El retorno a la democracia en Chile coincidió con la caída del Muro de Berlín, la renovación del discurso social demócrata, la globalización, el surgimiento de la tercera vía que vino a consagrar la liberalización de los circuitos financieros y el inicio de la veloz acumulación de riqueza a nivel mundial y en Chile en particular. De acuerdo con la publicación de Forbes para el año 2019, nuestro país, con solo 18 millones de habitantes, cuenta con 11 billonarios que acumulan 37,3 billones de dólares, equivalentes al 12,5% del PIB del país, aproximadamente. Seguramente son más de once, me aseguró un destacado conocedor de la realidad nacional. La publicación muestra que países más grandes como Argentina registran solo cinco, Colombia, tres, y Perú, seis. La suma de la riqueza de estos últimos tres grupos de billonarios asciende a 39,2 billones, es decir, apenas superan a los chilenos. En el listado de la revista Fortune, de 1990, no aparece ninguno de Chile.
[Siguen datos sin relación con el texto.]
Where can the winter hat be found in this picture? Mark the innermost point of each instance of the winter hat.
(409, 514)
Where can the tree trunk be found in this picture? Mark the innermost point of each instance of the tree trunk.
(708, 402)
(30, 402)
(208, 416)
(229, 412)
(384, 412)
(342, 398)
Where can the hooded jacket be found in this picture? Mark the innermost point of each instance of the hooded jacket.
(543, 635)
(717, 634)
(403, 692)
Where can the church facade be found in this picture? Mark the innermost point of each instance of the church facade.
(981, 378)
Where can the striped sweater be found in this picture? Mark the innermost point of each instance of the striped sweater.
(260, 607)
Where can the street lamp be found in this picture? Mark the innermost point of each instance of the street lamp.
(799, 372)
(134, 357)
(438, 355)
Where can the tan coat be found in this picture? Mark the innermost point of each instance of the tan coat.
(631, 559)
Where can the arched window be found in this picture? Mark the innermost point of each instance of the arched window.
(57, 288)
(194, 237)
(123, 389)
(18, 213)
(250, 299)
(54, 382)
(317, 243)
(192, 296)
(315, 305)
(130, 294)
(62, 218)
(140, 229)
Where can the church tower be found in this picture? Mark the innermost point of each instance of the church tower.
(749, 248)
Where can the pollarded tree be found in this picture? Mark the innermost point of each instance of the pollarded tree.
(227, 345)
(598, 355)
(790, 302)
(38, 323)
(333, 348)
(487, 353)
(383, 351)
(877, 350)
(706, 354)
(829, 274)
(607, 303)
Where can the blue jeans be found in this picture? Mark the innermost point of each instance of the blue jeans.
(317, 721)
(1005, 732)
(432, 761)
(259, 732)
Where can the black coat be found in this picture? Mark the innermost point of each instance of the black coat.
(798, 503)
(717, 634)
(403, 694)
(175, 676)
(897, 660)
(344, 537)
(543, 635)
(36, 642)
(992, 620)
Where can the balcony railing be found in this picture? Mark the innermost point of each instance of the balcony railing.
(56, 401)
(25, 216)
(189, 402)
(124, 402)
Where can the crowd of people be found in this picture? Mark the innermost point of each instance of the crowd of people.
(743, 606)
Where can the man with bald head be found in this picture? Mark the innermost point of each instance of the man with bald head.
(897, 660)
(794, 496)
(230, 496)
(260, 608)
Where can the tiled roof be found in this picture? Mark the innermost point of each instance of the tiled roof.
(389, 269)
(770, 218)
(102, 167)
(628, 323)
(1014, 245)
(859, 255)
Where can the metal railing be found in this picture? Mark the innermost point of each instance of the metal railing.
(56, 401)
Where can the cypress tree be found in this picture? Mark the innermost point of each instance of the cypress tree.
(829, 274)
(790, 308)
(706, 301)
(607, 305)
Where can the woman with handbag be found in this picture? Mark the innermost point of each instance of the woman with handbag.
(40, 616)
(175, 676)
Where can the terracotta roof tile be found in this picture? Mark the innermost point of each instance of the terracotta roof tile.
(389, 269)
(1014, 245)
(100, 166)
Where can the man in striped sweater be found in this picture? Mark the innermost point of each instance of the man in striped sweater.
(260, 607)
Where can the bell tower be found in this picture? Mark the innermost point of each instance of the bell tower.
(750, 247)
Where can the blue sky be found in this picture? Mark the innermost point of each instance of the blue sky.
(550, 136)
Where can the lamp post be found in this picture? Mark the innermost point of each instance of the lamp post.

El pasado no se puede cambiar, pero el futuro es posible construirlo de otra manera y dar oportunidad a que del crecimiento se pase al desarrollo. Se debe generar un consenso social para dar a Chile en primer lugar una Constitución moderna, inclusiva y de acuerdo con los desafíos que el país enfrentará en todos los planos. La magnitud de los cambios que se requieren no se resolverá sin mayor participación del Estado, como lo han hecho y es la realidad en los países desarrollados. Ello no debe ser un problema de derechas o izquierdas, ni de gobierno y oposición sino del interés nacional y seguridad. Es el paso decisivo y necesario para avanzar a una sociedad con más igualdad de oportunidades. El indicador de ingreso per cápita, que tanto enorgullece a algunos, sirve de poco cuando las calles del centro de las principales ciudades se llenan de vendedores ambulantes, las esquinas con payasos o jóvenes malabaristas mendigando unas monedas; los ancianos apenas sobreviviendo, la droga tomándose los barrios, la delincuencia cada vez más violenta y la juventud de los sectores populares, sin perspectivas de futuro.